I think we're talking about different things. Take three scenarios.

1. Mediocre idea for an app with a lot of funding, raised a competent team of coders, business school grads with no experience in the lead. This will fail. Those guys will take the money and buy jeeps, degrade the product with bad ego-driven ideas, etc.

2. Great idea for an app with no funding, founded by coders. These people will work their ass off all weekend for free. Business people can't see the value; will never see the value; if they touched it they'd ruin it, but they won't touch it. The app launches, gets to the front page of HN, a week later it's dead because there's no business model. Here you could make a case that some business people should have been involved.

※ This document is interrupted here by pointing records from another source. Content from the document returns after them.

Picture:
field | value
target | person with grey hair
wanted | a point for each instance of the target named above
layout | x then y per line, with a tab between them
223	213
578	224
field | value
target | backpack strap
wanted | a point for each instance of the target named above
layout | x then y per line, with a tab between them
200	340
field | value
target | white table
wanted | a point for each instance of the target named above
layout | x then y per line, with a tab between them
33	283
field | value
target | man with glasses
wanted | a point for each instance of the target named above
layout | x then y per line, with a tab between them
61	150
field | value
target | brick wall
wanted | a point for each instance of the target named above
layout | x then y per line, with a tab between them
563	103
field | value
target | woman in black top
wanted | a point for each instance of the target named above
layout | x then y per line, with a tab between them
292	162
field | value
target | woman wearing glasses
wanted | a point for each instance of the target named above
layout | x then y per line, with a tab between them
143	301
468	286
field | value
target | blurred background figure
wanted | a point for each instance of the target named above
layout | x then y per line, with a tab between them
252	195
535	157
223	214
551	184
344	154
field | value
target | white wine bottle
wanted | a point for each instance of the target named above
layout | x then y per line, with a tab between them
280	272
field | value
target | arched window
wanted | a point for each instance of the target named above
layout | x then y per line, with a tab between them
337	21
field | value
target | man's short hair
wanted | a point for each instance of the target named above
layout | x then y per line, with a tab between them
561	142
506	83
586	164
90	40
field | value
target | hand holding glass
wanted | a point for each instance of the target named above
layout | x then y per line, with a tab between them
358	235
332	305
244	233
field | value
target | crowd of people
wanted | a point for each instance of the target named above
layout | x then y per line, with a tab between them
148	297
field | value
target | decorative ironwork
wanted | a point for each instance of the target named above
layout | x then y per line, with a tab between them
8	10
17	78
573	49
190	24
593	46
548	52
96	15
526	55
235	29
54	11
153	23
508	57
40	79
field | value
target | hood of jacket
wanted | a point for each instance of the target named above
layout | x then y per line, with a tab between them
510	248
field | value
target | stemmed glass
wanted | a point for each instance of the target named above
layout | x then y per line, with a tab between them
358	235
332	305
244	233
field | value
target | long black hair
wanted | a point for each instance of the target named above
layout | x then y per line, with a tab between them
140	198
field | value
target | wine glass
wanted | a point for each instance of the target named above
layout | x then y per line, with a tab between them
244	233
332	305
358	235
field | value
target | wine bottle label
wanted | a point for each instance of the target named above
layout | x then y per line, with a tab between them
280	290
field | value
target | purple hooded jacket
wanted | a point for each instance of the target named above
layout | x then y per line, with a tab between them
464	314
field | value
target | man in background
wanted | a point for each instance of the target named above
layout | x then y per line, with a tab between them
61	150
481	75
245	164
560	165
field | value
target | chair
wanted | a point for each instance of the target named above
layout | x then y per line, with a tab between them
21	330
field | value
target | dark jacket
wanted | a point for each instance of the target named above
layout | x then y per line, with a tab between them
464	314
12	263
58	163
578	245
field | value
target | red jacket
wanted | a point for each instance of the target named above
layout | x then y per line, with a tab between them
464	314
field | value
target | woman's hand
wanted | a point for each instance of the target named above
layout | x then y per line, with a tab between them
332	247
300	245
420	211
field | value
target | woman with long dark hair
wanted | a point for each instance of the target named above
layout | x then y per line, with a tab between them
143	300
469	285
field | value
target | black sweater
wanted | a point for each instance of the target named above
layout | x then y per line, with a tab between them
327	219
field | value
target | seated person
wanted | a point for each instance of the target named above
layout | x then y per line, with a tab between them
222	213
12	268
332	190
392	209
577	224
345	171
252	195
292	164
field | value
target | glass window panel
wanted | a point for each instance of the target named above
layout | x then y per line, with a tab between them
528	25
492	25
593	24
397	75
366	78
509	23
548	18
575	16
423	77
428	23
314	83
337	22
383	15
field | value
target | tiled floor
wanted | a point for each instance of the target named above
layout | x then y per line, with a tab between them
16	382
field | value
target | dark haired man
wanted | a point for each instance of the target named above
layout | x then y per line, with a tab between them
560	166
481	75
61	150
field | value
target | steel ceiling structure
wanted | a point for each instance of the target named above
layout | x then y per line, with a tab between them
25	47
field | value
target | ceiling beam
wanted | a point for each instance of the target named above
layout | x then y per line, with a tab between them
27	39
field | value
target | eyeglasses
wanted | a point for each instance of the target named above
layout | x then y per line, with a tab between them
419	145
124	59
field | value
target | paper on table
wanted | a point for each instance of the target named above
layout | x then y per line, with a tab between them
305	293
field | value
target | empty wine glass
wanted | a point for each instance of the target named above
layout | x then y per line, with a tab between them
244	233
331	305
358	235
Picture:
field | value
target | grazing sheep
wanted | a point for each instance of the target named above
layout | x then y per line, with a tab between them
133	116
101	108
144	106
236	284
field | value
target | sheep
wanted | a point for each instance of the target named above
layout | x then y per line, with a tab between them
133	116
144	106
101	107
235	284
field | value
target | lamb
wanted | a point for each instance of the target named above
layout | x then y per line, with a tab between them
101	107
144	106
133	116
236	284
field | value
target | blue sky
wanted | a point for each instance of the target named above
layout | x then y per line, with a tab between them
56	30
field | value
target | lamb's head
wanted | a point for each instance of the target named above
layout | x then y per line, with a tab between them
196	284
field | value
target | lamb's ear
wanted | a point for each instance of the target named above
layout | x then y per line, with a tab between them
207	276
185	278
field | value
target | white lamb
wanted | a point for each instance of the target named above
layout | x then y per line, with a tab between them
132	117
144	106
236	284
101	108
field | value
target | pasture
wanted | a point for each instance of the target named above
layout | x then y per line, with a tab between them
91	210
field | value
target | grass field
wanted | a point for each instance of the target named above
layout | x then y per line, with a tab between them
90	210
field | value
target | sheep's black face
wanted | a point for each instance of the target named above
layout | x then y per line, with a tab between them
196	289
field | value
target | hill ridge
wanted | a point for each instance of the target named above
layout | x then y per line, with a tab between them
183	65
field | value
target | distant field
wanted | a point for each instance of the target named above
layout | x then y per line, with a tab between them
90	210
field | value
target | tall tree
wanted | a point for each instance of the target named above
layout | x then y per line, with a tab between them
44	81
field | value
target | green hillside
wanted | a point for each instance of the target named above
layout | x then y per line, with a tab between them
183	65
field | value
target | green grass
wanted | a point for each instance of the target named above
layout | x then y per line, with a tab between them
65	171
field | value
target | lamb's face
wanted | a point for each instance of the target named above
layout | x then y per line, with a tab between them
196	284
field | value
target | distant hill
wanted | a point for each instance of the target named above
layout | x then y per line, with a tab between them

3. The ideal case. This is not an idea for an app. This is not really even an app. Someone has a glass factory. Or a small chain of hotels. Their employees are constantly doing things on a whiteboard in the back of the office. They want to expand to more locations and scale up, but the system they have just gets more confusing and complicated the bigger they get, it's really hard to train new employees to use this whiteboard and pass these paper slips around the factory. They come and ask you how you can make it better and you build them an app that they pay for out of pocket, which puts the system up on screens all over the facility. One-off deal. Then they grow and they ask for more apps to manage their customers, their inventory, their billing. Multi-one-off-deals, but now you have an ecosystem you maintain for them.

Those are the business people I'm talking about, not the ones who approach you with an elevator pitch where "it's like Uber but for dogs" or something.